Authors: Tracey Ward
I have to expand my job search to Santa Barbara and Malibu. The drive will suck and I’m not so sure my leg can take it for the first couple weeks, but I have to try. I can’t just sit in the house on my ass watching the summer tick away as my bank account dwindles with every copay. As I ingest it with every antibiotic and painkiller.
I make the Isla Azul paper again. This time my dad doesn’t frame it. The article goes out as a warning to everyone in the area to stay vigilant, to be careful, and to not do the dumb things I did. They’re trying to be helpful to others but it’s insulting when they’re quick to point out that if I’d been in a group or if I’d avoided the sandbar that I wasn’t even aware I was swimming near, I probably wouldn’t have been bit.
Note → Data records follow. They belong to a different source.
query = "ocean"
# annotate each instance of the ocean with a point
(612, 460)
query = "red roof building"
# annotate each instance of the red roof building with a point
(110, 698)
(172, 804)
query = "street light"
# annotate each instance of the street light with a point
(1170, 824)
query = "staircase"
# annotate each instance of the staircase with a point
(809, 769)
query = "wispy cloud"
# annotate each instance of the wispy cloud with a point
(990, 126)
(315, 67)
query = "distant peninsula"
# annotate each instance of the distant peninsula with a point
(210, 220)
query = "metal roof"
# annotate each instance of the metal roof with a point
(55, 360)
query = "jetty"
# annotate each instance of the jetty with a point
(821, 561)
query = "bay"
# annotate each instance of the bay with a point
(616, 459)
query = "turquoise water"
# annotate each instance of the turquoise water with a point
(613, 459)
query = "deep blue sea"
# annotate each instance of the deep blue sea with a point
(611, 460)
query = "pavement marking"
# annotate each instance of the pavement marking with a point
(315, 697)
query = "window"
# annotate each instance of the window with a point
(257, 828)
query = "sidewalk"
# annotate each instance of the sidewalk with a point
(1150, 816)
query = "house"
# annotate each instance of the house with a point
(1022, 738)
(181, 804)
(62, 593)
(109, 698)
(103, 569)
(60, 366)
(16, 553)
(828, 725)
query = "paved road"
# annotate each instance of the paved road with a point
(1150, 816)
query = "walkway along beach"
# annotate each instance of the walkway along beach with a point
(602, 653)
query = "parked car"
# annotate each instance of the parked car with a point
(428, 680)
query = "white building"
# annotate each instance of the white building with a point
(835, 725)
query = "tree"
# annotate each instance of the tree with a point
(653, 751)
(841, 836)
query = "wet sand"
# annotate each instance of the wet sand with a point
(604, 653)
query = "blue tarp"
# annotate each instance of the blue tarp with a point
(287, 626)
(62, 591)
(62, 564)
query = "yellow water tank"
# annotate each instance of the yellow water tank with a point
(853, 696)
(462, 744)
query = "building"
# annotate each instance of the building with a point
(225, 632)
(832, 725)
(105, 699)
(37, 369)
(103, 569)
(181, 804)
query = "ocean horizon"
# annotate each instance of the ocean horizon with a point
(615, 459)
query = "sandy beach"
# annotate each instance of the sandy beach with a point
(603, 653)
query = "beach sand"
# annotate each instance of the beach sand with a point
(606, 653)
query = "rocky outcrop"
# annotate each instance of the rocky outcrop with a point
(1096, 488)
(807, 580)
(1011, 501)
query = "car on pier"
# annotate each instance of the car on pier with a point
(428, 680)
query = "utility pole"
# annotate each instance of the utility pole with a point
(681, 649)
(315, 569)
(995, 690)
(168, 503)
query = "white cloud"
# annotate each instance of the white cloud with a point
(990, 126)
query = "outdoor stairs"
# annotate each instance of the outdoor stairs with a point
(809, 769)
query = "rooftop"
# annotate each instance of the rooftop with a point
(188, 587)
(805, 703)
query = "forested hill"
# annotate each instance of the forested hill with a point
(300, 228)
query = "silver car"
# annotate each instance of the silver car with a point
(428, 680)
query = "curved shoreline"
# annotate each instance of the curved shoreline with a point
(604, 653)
Go ahead and educate others on how to avoid an attack – I’m a
huge
advocate for that – but maybe don’t print my picture next to it like I’m the author of the
Complete Idiot’s Guide on How to be Bitten by a Damn Shark.
Not only does the entire town know about the attack, they also know Lawson Daniel saved my life. Twice. That’s in the paper too, along with a not so subtle insinuation that we’re dating.
The same night the article comes out, my phone beeps with a new message from an unknown number.
did you know we’re dating?
I glare at my phone, stunned and confused.
Lawson?
most people call me Law, you know that right?
How did you get my number?
wyatt. you applied for a job at the FF. it was on your resume.
“I hate living in a small town,” I grumble.
Dad looks over at me from where he’s lying on the couch watching TV. “What’d you say?”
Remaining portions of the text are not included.